HTTPS Outcalls to IPv4 Destinations - Update, and request for comments

Hi,

Yotam from DFINITY here.

We would like to give an update on the HTTPS outcalls feature and our efforts in allowing canisters to make such calls to destination hosts that only support IPv4.

First, let me explain the problem, or, why currently HTTPS outcalls only work if the destination server has an IPv6 address. The Internet Computer nodes only have IPv6 addresses. Each node has its own public IPv6 address, but no node, with the exception of boundary nodes, has a public IPv4 address. For this reason, nodes cannot directly communicate with IPv4 hosts on the Internet. The IC is available over IPv4 due to the fact that all user traffic is routed to it through the boundary nodes, which serve as proxies in this aspect.

The reason nodes have only IPv6 addresses is because the IC cannot scale well if we require IPv4 addresses for nodes. IPv4 addresses are scarce and expensive, and this will only get worse with time. Therefore, it was a design decision to have the IC as an IPv6-only network.

When a node tries to make an HTTPS outcall, it first resolves the IP address of the requested domain name (as part of the given URL) by making a DNS query. If the domain name does not resolve to one or more IPv6 addresses (that is, the DNS response does not contain any AAAA record), the request fails instantly.

However, we see a great value in the ability to make HTTPS outcalls to web 2.0 services that are only available over IPv4, and we are therefore actively looking for a good solution. Unfortunately, this is not an easy problem, and we would like to share our thoughts with the wider IC community so we all work together in finding a solution.

Part 1: Solution Space

Since assigning IPv4 addresses to all IC nodes is impractical, and since we want all IC nodes to eventually be able to make outcalls to IPv4 servers, we must use some sort of proxy mechanism to provide IPv4 connectivity from these IPv6 nodes.

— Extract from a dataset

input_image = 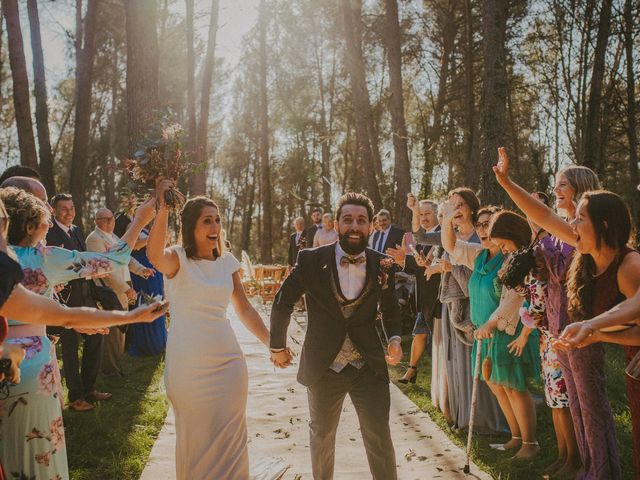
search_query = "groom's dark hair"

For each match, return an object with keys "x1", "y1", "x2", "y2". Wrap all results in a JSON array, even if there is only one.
[{"x1": 336, "y1": 192, "x2": 373, "y2": 221}]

The two main approaches in the industry are NAT64 and SOCKS. NAT64 usually is coupled with the use of DNS64, which resolves requests to IPv4 destinations to an IPv6 address of a NAT64 server, where the TCP connection is proxied over IPv4 to the real destination server. SOCKS is a lower layer protocol where any connection from one side is proxied to the other side, so if the SOCKS proxy is placed on a dual-stack machine (i.e., supports both IPv4 and IPv6), it can accept connections over IPv6 and initiate proxied connections over IPv4.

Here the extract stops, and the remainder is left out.